Esce Aventine, nuovo singolo dei Klimt 1918, accompagnato da un video dalle atmosfere noir. Il brano anticipa Àmor, il prossimo album della band romana in uscita il 12 giugno, segnando un ritorno discografico atteso dopo un lungo intervallo.
Aventine si colloca in una dimensione sospesa, costruita su un equilibrio tra introspezione e tensione emotiva. La composizione si sviluppa come una pausa carica di significato: un momento in cui il flusso si interrompe e lascia spazio a una riflessione più profonda, lontana dalla velocità e dalla dispersione del presente. La band lavora su un immaginario sonoro coerente con la propria identità, fatto di stratificazioni shoegaze e aperture melodiche che non rinunciano a una componente emotiva marcata.
L’immagine evocata dal brano è precisa e funzionale alla sua costruzione narrativa.
Se “Aventine” fosse un colore, sarebbe una tonalità di cobalto. Avrebbe i toni freddi della notte e della luce lunare che filtra tra le chiome dei pini marittimi d’estate. È uno sguardo solitario dalla cima di una collina. È la città sotto, che dorme silenziosa e ignara
La scrittura insiste su una dimensione contemplativa, dove la sottrazione diventa elemento strutturale. Il suono si muove tra rarefazione e densità, accompagnando un invito implicito a rallentare e a preservare ciò che resta autentico, senza cedere alla pressione di un tempo percepito come frammentato.

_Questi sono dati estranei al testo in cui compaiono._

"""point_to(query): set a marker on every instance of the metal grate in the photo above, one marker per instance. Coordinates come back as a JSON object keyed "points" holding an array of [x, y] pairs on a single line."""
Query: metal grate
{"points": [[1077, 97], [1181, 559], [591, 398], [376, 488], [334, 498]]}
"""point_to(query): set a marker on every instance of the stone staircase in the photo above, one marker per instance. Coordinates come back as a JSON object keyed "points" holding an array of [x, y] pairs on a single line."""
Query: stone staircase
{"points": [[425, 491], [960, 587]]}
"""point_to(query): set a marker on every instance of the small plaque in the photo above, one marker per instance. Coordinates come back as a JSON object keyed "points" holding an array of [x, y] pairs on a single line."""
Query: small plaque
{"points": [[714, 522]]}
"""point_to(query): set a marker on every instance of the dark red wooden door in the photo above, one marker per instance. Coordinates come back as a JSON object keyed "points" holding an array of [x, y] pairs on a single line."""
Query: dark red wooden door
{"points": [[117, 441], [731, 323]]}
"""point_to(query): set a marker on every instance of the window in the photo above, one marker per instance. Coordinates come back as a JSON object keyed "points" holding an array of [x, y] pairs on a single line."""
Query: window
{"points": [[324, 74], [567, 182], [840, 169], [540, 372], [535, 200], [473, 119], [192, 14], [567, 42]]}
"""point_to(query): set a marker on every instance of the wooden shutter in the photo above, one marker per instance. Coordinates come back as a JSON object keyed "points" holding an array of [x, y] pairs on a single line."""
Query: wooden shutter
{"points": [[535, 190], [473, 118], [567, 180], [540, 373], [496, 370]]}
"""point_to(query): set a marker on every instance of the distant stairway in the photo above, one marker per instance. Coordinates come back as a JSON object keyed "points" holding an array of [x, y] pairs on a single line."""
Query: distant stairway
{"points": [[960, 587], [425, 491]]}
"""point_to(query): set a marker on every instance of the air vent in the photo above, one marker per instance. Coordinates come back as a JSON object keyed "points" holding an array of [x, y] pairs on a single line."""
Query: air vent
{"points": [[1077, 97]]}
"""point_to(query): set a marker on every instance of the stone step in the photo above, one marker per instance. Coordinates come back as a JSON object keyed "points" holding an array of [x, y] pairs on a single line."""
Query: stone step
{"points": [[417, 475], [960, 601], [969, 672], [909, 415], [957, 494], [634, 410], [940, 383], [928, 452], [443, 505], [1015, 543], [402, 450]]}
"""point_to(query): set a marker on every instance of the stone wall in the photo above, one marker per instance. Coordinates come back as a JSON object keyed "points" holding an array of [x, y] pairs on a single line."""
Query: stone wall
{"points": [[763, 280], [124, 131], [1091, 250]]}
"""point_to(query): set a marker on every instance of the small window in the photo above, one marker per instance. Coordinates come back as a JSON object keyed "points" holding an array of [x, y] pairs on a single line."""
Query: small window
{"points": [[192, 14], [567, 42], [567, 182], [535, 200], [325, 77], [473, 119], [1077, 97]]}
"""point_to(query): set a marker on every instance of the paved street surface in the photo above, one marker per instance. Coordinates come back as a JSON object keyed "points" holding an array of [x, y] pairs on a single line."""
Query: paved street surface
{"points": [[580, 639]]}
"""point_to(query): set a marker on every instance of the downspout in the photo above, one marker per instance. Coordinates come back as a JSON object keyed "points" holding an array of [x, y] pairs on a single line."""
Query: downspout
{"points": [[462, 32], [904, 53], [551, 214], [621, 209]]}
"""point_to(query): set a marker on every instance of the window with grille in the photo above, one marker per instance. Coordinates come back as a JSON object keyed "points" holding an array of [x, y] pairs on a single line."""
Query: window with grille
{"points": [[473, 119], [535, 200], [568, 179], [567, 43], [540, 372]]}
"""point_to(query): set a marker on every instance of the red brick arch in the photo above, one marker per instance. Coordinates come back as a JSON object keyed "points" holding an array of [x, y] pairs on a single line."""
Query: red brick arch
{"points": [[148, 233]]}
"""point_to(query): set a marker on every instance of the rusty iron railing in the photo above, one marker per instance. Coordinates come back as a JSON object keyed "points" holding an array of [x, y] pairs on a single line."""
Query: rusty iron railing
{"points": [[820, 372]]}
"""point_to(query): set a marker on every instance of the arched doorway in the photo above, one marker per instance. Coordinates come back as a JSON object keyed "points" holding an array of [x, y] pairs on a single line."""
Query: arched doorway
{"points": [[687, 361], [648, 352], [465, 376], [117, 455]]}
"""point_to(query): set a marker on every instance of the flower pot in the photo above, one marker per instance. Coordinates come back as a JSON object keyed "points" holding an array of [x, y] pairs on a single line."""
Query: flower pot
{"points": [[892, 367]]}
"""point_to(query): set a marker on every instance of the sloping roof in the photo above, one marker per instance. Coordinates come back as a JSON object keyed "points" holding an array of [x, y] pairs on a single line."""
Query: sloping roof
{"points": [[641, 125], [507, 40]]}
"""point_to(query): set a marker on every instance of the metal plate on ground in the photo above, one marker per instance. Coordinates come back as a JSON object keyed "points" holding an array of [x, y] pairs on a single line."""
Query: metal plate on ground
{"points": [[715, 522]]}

Il suono e la direzione artistica
Il singolo si inserisce nel percorso che porterà a Àmor, disco concepito in un contesto di isolamento ma orientato, per contrasto, verso una riflessione sulla fisicità e sul contatto. Una tensione che si traduce in una scrittura capace di tenere insieme polarità opposte, senza risolverle in maniera definitiva.
La componente sonora di Aventine riprende e aggiorna i tratti distintivi del progetto. Le chitarre costruiscono ambienti stratificati, mentre la sezione ritmica resta essenziale, funzionale a sostenere una narrazione che si sviluppa più per suggestioni che per accumulo. L’impianto complessivo mantiene una coerenza con la tradizione shoegaze, ma evita derive nostalgiche, cercando invece una sintesi personale.
L’intero progetto dei Klimt 1918 si muove da sempre in questa direzione: un lavoro sulla percezione emotiva che non rinuncia alla forma canzone, ma la utilizza come spazio aperto, attraversato da immagini e tensioni.
Chi sono i Klimt 1918
I Klimt 1918 nascono a Roma alla fine degli anni Novanta da un’idea dei fratelli Marco e Paolo Soellner. Dopo un esordio legato a sonorità più vicine al metal, il progetto evolve rapidamente verso territori post-rock e darkwave, con riferimenti dichiarati a gruppi come Bauhaus, The Cure e Joy Division.
Nel corso degli anni la band costruisce una discografia coerente, a partire da Undressed Momento fino a Sentimentale Jugend, consolidando una presenza significativa anche fuori dall’Italia. Il nuovo capitolo discografico rappresenta una ripresa di questo percorso, mantenendo un’identità riconoscibile ma aperta a ulteriori sviluppi.